The shift from High Street to online retail spending patterns is not – as Hammond seems to believe – the cause of the problem but merely a symptom of it. In this sense, Hammond’s proposed new tax is more likely to exacerbate the problem; which in short can be summarised as: declining real wages and increasing non-discretionary spending costs (housing, energy, transport, etc.) for the mass of the population (fuelled by government austerity cuts) has caused a sharp fall in discretionary purchases. In an attempt to arrest the decline in their purchasing power, consumers have taken advantage of lower online prices when just a few years ago they would have shopped on the High Street.
Levying a new tax on online retailers does nothing to halt the decline.

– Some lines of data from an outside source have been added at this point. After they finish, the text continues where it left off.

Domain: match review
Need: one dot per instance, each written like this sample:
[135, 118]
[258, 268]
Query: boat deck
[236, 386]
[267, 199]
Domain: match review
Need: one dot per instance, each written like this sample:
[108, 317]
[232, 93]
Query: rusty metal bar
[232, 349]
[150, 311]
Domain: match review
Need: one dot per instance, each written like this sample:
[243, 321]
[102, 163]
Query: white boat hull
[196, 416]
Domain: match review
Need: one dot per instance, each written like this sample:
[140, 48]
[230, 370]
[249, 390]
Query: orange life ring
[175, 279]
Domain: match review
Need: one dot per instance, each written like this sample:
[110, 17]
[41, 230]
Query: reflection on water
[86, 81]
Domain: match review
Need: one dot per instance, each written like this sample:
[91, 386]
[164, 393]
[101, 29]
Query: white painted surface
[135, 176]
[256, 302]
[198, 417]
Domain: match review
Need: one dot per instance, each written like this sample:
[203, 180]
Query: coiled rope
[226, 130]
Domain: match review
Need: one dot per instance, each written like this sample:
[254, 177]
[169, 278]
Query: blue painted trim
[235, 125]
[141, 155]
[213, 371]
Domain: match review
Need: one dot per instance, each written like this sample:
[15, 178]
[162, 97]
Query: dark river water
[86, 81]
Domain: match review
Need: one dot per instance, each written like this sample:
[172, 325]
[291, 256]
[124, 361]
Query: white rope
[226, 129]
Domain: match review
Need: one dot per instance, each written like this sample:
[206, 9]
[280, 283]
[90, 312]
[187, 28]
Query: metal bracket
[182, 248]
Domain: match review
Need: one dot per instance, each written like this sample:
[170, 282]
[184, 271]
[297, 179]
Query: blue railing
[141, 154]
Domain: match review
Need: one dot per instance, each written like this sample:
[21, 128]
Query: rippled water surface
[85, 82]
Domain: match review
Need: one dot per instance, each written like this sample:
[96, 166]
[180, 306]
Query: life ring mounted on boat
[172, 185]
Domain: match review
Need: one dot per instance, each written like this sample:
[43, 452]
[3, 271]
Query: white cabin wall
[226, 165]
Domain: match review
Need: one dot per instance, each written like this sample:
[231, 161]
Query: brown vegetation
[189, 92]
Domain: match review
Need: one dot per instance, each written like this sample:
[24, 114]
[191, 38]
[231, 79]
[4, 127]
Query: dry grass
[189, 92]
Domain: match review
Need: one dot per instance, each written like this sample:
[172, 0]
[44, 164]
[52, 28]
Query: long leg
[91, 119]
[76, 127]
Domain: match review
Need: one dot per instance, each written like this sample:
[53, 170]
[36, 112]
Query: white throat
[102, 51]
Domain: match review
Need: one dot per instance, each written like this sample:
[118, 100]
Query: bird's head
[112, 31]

Global corporations like Amazon and Google are not about to pay any new tax the Chancellor may impose; whether by international agreement or not. Instead, they will merely pass the cost on to one or both of consumers and suppliers (whose employees are also consumers). The result, therefore, is that the discretionary spending power of the mass of the population will fall even further. Meanwhile, overburdened High Street retailers will continue to face Britain’s insane Business Rates system which taxes retailers according to the size of their premises rather than the size of their balance sheets.
Hammond, of course, may be fully aware of this; in which case he is merely using the plight of Britain’s retailers as a cover for imposing a new tax. The – entirely plausible – alternative is that Hammond (and the economists who advise him) is an idiot. Because the true solution to Britain’s growing retail apocalypse is a combination of increased wages for the mass of the population; an end to the politically motivated austerity policies of the last ten years; and a radical reform of the taxes levied on Britain’s retail businesses. Or, to put it simply, the exact reverse of a decade of Tory government policy… don’t hold your breath.